I'd like to undersample the majority class before SMOTING, but I can't find a node that undersamples at a percentage level. I know that EqualSizeSampling exists, but I don't want equal size here, but I'd like to change the percentage of the majority class.
For example, if a majority class is the 80% of the dataset and the minority is the 20%, I'd like to make the majority class the 60% of the dataset and the minority the 40%.
I have solved the problem using a sorter (sorted the target class) followed by a row sampling
Also see my suggestion on your topic regarding cbo sampling.

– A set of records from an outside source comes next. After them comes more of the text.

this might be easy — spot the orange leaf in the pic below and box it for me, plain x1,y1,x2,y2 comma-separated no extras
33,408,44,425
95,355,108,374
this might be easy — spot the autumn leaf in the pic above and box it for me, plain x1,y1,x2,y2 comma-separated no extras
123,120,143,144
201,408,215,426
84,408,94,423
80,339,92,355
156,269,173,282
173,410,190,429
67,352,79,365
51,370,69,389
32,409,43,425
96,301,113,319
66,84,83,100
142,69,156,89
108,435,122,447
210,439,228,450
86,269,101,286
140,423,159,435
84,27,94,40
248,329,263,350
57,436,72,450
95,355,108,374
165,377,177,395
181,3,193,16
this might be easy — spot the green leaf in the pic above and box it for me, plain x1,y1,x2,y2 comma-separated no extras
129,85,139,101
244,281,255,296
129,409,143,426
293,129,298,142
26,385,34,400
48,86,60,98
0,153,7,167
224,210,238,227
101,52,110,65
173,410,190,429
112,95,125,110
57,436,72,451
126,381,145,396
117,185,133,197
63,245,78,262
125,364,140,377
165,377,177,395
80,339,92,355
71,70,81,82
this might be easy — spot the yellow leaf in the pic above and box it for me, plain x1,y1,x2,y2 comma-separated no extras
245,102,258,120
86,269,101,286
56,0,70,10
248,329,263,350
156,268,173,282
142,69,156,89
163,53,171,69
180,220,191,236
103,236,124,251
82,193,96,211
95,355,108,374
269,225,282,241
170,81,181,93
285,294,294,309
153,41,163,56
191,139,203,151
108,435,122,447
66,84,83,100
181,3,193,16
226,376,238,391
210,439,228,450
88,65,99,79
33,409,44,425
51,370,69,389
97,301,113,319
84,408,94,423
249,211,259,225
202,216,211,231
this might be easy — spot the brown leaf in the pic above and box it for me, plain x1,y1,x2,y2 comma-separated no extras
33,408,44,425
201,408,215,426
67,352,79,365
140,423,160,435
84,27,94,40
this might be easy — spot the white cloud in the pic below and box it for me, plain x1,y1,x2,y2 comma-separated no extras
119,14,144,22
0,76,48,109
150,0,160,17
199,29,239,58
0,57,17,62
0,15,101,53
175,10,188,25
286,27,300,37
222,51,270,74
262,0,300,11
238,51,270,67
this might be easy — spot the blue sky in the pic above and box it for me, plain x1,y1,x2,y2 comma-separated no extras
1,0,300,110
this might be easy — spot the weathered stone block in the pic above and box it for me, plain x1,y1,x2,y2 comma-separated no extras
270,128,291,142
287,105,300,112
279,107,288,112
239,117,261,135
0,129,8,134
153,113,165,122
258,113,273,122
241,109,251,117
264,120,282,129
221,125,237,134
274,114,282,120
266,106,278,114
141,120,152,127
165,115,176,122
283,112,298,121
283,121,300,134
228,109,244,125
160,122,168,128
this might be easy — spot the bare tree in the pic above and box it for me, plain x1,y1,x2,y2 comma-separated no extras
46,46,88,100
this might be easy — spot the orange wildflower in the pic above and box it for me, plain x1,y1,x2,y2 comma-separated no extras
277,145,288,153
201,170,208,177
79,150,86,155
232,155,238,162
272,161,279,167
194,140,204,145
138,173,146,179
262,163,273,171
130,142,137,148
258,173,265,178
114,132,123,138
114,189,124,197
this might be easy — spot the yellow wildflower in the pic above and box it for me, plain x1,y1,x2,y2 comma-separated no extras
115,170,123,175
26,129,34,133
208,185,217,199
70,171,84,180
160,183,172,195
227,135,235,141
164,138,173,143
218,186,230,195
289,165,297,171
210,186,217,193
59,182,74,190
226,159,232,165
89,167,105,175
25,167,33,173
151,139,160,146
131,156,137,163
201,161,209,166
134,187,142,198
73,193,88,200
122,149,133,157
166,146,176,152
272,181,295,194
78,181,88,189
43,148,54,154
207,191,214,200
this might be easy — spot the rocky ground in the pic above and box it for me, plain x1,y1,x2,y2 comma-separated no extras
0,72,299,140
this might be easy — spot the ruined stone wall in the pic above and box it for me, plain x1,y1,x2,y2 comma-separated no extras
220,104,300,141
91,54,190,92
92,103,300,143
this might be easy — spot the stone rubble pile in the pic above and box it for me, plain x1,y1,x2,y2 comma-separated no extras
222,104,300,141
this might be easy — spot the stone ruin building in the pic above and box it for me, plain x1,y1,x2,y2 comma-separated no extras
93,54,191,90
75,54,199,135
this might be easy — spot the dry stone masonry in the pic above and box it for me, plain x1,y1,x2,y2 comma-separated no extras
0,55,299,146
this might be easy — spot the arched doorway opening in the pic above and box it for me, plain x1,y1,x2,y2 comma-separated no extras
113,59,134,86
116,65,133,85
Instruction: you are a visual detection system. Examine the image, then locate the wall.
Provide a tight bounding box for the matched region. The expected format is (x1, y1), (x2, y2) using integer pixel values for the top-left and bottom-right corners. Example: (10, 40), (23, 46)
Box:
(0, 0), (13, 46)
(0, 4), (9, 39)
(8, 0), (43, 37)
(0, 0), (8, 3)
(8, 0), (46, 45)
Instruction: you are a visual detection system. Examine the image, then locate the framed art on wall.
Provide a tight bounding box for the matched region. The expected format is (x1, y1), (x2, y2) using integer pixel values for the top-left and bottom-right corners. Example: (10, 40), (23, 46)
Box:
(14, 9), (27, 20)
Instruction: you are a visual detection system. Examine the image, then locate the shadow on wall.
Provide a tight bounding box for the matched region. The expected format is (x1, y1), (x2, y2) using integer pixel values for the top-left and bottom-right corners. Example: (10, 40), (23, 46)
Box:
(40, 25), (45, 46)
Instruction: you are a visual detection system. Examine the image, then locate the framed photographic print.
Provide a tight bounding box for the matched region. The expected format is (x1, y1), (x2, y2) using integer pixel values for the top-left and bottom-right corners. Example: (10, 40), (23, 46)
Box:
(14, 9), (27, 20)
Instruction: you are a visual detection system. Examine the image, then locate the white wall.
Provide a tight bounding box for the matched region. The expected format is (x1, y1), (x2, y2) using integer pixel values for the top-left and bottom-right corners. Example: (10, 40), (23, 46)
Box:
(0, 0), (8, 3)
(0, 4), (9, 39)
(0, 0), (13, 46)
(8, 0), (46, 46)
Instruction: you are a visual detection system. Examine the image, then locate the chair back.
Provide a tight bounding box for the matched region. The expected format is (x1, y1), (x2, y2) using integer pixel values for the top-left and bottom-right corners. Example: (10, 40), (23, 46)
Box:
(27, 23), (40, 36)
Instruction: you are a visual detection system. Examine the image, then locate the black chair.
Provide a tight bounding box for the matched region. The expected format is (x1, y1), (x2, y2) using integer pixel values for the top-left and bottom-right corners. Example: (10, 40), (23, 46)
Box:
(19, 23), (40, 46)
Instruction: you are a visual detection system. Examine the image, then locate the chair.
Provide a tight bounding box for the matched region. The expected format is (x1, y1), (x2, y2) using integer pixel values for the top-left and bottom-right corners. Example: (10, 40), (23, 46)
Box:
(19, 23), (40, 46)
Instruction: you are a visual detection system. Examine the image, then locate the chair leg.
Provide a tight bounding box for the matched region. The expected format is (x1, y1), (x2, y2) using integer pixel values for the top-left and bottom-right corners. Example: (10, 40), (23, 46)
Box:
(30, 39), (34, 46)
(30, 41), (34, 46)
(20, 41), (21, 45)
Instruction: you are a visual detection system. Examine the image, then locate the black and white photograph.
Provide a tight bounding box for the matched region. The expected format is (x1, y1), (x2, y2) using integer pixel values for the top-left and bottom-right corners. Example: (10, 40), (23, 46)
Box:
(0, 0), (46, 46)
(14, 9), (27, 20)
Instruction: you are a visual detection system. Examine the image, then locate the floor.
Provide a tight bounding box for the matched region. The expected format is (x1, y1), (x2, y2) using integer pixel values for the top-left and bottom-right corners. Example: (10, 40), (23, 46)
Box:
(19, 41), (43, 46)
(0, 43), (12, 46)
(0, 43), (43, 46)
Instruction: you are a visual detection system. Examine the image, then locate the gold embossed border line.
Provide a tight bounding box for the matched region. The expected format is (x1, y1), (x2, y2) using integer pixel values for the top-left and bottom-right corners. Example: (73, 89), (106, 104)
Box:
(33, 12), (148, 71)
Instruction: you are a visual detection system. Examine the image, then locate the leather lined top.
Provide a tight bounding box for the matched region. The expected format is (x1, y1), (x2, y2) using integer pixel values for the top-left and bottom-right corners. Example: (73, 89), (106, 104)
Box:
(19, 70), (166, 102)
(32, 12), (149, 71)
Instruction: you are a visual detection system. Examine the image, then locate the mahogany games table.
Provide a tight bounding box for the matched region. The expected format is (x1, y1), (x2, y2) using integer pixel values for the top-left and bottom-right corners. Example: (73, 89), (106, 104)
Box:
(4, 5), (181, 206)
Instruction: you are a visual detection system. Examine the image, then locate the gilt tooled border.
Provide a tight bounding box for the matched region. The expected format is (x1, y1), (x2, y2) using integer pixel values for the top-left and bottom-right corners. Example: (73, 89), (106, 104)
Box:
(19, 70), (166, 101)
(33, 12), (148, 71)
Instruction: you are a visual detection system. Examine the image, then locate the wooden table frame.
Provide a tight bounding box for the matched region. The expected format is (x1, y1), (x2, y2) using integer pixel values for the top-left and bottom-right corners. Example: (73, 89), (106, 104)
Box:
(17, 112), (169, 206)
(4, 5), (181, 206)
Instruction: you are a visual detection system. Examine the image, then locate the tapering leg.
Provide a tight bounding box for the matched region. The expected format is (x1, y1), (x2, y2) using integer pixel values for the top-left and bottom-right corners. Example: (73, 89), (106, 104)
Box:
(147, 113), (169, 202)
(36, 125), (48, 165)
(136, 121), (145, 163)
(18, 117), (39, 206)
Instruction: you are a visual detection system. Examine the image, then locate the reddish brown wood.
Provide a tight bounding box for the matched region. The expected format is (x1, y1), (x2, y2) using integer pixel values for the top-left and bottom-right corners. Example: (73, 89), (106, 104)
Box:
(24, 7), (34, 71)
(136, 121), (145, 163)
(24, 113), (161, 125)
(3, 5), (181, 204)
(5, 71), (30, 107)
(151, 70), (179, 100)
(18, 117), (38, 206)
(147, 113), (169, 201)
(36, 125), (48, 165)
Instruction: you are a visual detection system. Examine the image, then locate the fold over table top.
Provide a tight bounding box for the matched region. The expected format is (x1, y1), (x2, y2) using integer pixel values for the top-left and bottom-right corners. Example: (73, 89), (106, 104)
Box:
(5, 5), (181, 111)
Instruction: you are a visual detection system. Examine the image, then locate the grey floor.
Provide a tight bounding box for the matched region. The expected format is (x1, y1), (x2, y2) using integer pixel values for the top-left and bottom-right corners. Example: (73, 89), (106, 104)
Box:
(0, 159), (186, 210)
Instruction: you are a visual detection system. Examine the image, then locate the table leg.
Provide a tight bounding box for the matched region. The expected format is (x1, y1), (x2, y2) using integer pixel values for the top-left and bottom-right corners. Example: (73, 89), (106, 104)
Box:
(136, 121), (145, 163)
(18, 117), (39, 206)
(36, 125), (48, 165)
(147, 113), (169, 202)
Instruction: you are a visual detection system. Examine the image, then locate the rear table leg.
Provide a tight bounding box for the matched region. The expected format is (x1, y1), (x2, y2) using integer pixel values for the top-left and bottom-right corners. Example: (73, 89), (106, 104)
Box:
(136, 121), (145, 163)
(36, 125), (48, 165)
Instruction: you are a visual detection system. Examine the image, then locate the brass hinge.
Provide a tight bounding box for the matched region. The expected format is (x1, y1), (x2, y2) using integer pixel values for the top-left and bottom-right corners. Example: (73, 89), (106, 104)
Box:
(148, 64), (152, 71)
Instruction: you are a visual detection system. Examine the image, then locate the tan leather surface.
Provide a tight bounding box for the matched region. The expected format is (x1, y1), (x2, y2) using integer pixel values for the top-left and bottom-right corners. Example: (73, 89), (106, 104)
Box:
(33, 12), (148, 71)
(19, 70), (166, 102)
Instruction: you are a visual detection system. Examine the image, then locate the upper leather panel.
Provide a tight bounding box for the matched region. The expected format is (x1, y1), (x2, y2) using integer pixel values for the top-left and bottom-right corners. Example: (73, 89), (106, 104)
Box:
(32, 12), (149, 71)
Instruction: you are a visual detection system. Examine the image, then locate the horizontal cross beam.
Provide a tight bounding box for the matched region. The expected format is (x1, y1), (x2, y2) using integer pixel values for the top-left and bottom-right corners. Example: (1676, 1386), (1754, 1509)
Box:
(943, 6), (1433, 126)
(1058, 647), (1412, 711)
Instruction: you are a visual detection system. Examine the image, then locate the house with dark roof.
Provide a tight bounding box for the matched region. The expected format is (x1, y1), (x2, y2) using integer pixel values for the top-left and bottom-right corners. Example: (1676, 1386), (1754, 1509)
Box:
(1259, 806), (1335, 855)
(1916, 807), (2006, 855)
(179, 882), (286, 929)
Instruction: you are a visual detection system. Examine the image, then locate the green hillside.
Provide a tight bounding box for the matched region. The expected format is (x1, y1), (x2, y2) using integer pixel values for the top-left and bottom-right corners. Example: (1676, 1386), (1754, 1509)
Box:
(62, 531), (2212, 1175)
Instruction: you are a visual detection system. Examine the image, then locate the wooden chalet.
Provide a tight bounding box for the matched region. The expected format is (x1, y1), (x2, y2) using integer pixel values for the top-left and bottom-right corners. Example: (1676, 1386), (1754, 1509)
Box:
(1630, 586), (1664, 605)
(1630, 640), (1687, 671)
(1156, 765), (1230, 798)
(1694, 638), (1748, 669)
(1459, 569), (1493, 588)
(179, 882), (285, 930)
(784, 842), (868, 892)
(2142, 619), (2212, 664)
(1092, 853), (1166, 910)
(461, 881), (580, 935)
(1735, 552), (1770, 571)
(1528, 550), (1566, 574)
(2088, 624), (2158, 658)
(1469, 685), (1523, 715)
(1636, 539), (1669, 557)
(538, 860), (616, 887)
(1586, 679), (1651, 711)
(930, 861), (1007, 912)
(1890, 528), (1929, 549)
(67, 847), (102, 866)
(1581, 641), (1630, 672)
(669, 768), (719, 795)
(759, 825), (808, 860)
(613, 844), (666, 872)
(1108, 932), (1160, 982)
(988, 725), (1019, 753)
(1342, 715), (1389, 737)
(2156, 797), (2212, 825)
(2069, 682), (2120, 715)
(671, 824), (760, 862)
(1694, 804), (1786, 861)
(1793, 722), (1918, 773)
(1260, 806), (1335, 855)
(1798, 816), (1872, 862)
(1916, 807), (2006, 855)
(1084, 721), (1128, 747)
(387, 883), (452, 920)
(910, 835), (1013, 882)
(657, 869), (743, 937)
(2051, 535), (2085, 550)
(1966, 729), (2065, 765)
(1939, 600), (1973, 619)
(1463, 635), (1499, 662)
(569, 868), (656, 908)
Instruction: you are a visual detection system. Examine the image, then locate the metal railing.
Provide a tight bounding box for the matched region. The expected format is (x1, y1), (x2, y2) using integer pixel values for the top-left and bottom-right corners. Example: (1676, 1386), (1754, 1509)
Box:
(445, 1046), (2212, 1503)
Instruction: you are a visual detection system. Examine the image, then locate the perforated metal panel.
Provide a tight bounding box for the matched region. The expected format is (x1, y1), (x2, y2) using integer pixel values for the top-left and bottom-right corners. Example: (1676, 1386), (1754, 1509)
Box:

My guess is that you’ll have to build your own sampling algorithm using the available nodes (optionally you can organize them into a metanode). For example, using group by, you can calculate the relative frequency of each class. Then derive the sampling rate from that for each class using e.g. Math node or rule engine (whatever fits). Convert this table into a flow variable (e.g row to flow var). Finally, create a group loop with your microdata as input and with a sampling node inside (you could even choose the sampling node type with case node, etc.), connect the flow variable to the loop (that’s a bit of a fiddling part) and make the sampling rate depend on the flow variable. Maybe its necessary to use two loop start nodes (1 for microdata, another for sampling rates) and to connect them between each other - not sure, as i haven’t tried it myself.
At least something to explore